L’assurance en Chine, un tout jeune secteur qui attire les convoitises
« Il est moins risqué de nouer un partenariat avec une SOE, qui sera, en règle générale, toujours soutenue par l’État, surtout si elle appartient au secteur financier. »
Albert Louie donne quelques conseils aux entreprises étrangères souhaitant pénétrer le marché de l’assurance en Chine, qui vient de connaître une expansion fulgurante.
En 2016, les primes d’assurance ont atteint 3 100 milliards de yuan (452 milliards de dollars), un bond de 27,5 % par rapport à 2015.
Comment expliquez-vous la forte expansion des ventes d’assurances en Chine ?
Deux facteurs clés l’expliquent. D’abord, malgré la décélération récente de la croissance économique, les ménages bénéficient d’un plus grand pouvoir d’achat, qui leur permet de dépenser pour leur sécurité. D’une façon générale, la classe moyenne a plus de moyens pour envisager des dépenses destinées à des prestations de service. En 2016, le revenu disponible par personne a augmenté de 8,4 % (ou de 6,3 %, après déduction des facteurs prix). Les dépenses de consommation par habitant, quant à elles, ont progressé de 8,9 % (ou de 6,8 %, déduction faite du facteur prix). Deuxièmement, la population est plus inquiète concernant son avenir, véritablement soucieuse des effets dévastateurs de la pollution, des risques d’empoisonnement alimentaire, etc. Elle se préoccupe de sa santé. Pour résumer, les ménages chinois sont plus riches mais plus angoissés.
Le secteur de l’assurance chinois est-il plus régulé qu’auparavant ?
En Chine, l’assurance est un secteur oligarchique, majoritairement contrôlé par l’État, supervisé par la China Insurance Regulatory Commission (CIRC). Conçue par des experts de haut niveau, la réglementation est approuvée par le National People’s Congress. Cependant, l’application de ses propres directives en la matière – aussi pertinentes soient-elles – souffre d’un manque d’efficacité en raison de l’habitude de contourner les règles établies. Même si elle s’est atténuée, la corruption demeure présente à bien des égards. C’est pourquoi les efforts des autorités chinoises afin d’améliorer la transparence vont se poursuivre et s’accompagneront d’un resserrement réglementaire afin d’assainir les excès tout en contenant les risques financiers. Sur le terrain, certains assureurs fragiles dans le collimateur vont souffrir. Tandis que d’autres, qui disposent de fondamentaux sains, vont survivre et tirer le mieux leur épingle du jeu.
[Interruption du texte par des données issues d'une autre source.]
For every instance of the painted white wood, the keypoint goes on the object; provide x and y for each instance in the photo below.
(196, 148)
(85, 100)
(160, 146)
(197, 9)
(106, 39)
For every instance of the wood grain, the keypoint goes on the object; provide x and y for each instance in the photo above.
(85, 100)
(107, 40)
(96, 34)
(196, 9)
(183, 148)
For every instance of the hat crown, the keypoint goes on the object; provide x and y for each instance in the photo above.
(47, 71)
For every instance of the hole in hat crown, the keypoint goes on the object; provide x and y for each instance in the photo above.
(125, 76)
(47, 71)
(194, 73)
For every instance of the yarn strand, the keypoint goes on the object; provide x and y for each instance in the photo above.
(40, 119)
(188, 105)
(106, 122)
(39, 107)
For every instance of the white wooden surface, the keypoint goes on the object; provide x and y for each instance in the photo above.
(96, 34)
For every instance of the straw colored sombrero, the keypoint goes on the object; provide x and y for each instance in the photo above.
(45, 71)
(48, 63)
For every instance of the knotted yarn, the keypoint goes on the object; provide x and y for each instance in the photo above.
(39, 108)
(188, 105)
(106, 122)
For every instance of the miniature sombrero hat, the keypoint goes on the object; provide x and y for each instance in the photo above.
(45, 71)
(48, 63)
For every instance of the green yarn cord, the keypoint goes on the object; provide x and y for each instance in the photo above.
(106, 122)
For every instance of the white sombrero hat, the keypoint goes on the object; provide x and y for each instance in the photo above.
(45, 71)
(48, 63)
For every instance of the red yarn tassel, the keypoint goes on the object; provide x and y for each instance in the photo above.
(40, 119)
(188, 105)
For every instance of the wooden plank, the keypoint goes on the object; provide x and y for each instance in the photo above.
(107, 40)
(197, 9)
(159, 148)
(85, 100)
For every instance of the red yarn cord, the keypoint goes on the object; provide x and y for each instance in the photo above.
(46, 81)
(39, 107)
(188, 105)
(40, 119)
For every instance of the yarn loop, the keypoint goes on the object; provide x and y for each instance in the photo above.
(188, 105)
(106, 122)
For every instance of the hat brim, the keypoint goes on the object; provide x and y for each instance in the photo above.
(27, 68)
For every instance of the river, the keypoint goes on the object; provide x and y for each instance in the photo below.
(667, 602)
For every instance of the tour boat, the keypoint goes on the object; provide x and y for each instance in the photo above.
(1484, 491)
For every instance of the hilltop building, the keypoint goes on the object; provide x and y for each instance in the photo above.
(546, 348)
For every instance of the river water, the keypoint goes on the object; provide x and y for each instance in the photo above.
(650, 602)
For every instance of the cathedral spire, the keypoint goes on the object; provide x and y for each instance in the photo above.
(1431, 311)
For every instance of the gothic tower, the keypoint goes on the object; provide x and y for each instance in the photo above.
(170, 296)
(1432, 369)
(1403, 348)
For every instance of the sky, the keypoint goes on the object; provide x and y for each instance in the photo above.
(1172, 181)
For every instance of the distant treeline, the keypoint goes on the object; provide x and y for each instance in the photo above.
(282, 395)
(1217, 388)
Quels partenaires les assureurs étrangers intéressés par le marché chinois doivent-ils choisir ?
Il est moins risqué d’avoir un partenariat avec une SOE (state-owned enterprise, société détenue par l’État), qui sera, en règle générale, toujours soutenue par l’État, surtout si elle appartient au secteur financier. Ce type de partenariat prendra un certain temps à se construire. D’abord, il faudra apprendre à connaître les personnalités de l’administration, les divers rouages des prises de décision, établir une relation de confiance. Loin d’être vaine, cette implication de longue haleine portera ses fruits à long terme. Le choix d’un partenaire privé, plus facile d’accès à première vue, plus flexible, plus réactif, peut s’avérer plus rentable à court terme mais il peut y avoir un danger. Ce n’est pas parce qu’elles sont portées un jour aux nues que les équipes dirigeantes des groupes chinois privés ne peuvent pas tomber de leur piédestal. De tels retournements de situation peuvent se produire rapidement lorsque les autorités chinoises suspectent les acteurs du privé d’être corrompus. Dans ce cas, la problématique à gérer par le partenaire étranger devient très complexe. A qui doit-il s’adresser, ses accords d’affaires sont-ils encore valables ? Le partenariat juteux des premiers jours peut soudain s’amoindrir considérablement. En ce sens, développer une relation commerciale avec une SOE est une décision plus prudente. En outre, leur façon de diriger leurs équipes s’est nettement améliorée au cours des dernières années. Elles ont, à leurs têtes, de plus en plus de dirigeants multiculturels qui ont fait des études à l’étranger, aux États-Unis, en Europe, etc.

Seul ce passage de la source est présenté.